P.S: Post relacionado – em outro momento, comentei artigo do Passa Palavra relacionado ao mesmo tema deste post, em “nem esquerda, nem direita, nem fora do eixo! Ivana Bentes e o artigo do Passa Palavra” (clique aqui para acessar o post).
Colocou adequadamente. Penso apenas que não devemos tratar movimentos em rede como embrionários, para não dar a ideia de que seu futuro é se tornar uma dessas organizações com hierarquia vertical e com um programa a ser cumprido. Na minha opinião os movimentos autogestionários são o exercício concreto e imediato da democracia direta, da liberdade e de outros objetivos que os "movimentos organizados" sonham e prometem. Muitas organizações eliminam a liberdade dizendo defendê-la, centralizam dizendo buscar a democracia. Seu texto contribui para pensarmos nessas coisas. Acho que a articulação em redes (não necessariamente as virtuais, mas inclusive elas) permitem a realização do respeito, do ouvir, do deixar fazer e deixar ser o que quiser. A maior transformação que pode acontecer é a construção do respeito e da tolerância, por via do diálogo. Infelizmente, muitas formas de poder organizado estão enxertadsa com a semente do sistema que dizem combater. Os líderes, intelectuais e vanguardas que não tem obtém eficácia em suas atividades, ficam atônitas diante do movimento espontâneo das massas. Logo querem lhes incutir consciência e construir mais um curralzinho. Por isso tentam grudar rótulos nos movimentos coletivos auto-organizáveis, buscam defini-los de modo a preservar a coerência de seu mundo conhecido . Em grande parte, sentem-se tão ameaçados (e de fato estão) como os Estados capitalistas modernos, de democracia representativa alienadora da participação coletiva. Não podemos criar mini-tiranias sob capa de movimento social. Cabe dizer: deixe-nos ser o que quisermos e vão cuidar de suas vidas, sigam o seu programa. A gente se encontra lá adiante, na sociedade justa e na bondade humana. Que cada um siga seu caminho, com a liberdade de escolher quais pedras colocar nos próprios pés.

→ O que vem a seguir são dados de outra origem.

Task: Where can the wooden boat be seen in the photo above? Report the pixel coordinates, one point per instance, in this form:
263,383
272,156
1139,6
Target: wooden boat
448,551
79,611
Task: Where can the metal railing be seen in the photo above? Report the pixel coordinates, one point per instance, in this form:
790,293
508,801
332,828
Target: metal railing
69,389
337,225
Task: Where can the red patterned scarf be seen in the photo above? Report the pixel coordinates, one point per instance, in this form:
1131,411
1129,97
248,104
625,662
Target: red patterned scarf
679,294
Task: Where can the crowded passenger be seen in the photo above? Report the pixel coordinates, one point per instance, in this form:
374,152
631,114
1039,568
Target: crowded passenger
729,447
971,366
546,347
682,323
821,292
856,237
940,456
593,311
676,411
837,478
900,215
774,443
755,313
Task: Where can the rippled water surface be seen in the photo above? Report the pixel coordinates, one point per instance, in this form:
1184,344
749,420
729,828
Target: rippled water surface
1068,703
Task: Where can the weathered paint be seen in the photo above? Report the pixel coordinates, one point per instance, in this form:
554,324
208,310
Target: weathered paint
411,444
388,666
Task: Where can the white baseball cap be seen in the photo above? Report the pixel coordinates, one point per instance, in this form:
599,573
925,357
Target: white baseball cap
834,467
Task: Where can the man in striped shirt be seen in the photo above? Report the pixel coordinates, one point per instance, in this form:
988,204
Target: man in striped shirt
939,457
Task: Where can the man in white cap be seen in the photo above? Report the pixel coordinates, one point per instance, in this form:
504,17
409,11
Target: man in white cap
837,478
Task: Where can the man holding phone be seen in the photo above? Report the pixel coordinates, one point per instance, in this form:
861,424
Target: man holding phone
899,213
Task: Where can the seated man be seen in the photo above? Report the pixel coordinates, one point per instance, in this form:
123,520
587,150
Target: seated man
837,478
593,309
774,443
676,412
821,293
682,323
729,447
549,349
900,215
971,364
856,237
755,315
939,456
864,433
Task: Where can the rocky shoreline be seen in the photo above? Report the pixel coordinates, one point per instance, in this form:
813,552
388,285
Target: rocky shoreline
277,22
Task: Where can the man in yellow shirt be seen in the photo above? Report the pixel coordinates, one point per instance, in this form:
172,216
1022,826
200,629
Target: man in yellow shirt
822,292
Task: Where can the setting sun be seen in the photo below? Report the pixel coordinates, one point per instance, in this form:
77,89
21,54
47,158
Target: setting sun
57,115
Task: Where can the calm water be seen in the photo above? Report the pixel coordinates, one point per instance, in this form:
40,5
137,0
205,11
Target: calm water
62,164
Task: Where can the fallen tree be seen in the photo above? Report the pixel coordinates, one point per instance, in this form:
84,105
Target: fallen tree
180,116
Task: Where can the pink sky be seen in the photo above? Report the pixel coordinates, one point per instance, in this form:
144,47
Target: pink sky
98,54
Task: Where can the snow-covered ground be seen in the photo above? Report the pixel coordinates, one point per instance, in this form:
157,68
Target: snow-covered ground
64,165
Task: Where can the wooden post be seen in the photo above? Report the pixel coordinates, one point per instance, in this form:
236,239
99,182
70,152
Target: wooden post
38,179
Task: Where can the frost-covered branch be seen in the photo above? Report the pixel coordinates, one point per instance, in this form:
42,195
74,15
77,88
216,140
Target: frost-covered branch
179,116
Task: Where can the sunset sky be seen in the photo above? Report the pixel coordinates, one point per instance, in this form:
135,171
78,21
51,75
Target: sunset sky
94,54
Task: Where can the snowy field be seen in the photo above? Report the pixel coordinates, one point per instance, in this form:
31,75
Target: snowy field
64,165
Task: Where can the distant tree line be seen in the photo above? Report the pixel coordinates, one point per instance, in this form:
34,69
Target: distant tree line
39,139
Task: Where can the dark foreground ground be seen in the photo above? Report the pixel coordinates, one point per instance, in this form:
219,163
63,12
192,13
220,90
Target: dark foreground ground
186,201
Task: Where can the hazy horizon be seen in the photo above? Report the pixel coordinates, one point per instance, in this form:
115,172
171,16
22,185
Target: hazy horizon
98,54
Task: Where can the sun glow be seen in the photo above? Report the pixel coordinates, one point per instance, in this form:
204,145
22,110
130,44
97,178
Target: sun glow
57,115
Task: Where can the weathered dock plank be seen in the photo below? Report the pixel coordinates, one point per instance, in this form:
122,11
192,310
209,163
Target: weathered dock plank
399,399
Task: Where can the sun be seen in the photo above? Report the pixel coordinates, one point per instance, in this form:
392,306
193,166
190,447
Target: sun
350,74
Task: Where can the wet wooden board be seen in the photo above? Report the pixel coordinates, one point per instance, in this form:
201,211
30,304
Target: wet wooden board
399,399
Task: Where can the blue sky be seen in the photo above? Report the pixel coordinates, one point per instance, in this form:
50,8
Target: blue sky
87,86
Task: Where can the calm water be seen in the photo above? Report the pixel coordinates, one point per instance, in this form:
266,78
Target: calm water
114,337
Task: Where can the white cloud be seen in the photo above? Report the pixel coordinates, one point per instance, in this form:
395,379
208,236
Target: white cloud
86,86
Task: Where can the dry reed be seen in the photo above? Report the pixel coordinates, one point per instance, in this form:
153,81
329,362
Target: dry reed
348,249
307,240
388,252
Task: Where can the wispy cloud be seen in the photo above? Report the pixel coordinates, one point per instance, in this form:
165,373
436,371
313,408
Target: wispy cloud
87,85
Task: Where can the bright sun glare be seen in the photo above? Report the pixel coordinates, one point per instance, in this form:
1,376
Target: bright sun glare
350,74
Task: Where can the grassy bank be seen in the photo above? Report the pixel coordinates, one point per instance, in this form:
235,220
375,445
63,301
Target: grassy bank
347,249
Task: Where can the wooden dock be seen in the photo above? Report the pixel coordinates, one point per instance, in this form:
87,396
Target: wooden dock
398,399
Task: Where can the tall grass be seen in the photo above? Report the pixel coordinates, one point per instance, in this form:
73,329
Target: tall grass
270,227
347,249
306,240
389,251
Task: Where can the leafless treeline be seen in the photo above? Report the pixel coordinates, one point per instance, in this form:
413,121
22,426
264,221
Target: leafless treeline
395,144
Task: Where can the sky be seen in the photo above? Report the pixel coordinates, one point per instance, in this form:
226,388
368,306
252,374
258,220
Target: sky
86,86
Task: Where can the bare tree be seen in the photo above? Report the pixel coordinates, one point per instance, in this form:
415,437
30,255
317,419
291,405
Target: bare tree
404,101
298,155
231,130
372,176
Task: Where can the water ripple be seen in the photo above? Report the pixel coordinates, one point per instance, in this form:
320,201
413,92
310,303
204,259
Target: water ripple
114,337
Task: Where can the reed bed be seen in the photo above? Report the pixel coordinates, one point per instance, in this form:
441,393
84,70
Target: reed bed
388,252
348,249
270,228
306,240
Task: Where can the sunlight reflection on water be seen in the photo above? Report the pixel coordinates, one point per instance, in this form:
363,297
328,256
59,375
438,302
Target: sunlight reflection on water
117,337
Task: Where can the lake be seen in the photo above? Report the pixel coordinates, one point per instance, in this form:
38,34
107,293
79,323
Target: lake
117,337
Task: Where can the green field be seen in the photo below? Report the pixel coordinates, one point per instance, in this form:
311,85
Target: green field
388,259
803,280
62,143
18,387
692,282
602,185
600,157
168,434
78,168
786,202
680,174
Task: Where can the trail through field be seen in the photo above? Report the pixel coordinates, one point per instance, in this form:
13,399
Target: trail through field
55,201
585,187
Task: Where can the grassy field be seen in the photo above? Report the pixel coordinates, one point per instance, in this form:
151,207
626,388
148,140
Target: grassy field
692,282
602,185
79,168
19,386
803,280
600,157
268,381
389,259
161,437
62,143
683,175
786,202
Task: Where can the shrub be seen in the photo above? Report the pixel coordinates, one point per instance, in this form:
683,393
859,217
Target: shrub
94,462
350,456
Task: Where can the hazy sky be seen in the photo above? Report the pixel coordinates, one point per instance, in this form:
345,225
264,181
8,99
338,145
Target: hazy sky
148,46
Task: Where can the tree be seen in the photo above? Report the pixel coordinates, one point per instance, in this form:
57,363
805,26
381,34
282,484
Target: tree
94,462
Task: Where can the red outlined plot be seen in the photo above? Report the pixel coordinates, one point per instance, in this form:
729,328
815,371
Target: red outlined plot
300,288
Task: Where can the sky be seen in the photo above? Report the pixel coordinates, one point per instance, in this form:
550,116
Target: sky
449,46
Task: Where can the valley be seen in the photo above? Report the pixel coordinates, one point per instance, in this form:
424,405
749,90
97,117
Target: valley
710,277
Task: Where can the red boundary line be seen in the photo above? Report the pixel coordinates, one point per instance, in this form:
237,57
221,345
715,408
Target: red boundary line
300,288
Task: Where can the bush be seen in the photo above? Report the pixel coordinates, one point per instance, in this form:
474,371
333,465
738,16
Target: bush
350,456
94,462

Finalmente, Fabricio, acredito que o diálogo é o elemento mais importante neste processo. Seu texto contribui neste sentido.
Muito bom Rodrigo! Concordo com seu comentário e com os alertas que ele traz.
Escrevi ess etexto para uma cisrcunstancia muito específica, um contexto bem localizado e pontual que aconteceu em salvador, mas buscando abarcar temas amplos a partir desse contexto. Mas o seu comentário complementa o meu texto e faz as críticas certas, quanto aos "movimentos embrionários". Realmente, são movimentos, e quanto mais incertos melhores...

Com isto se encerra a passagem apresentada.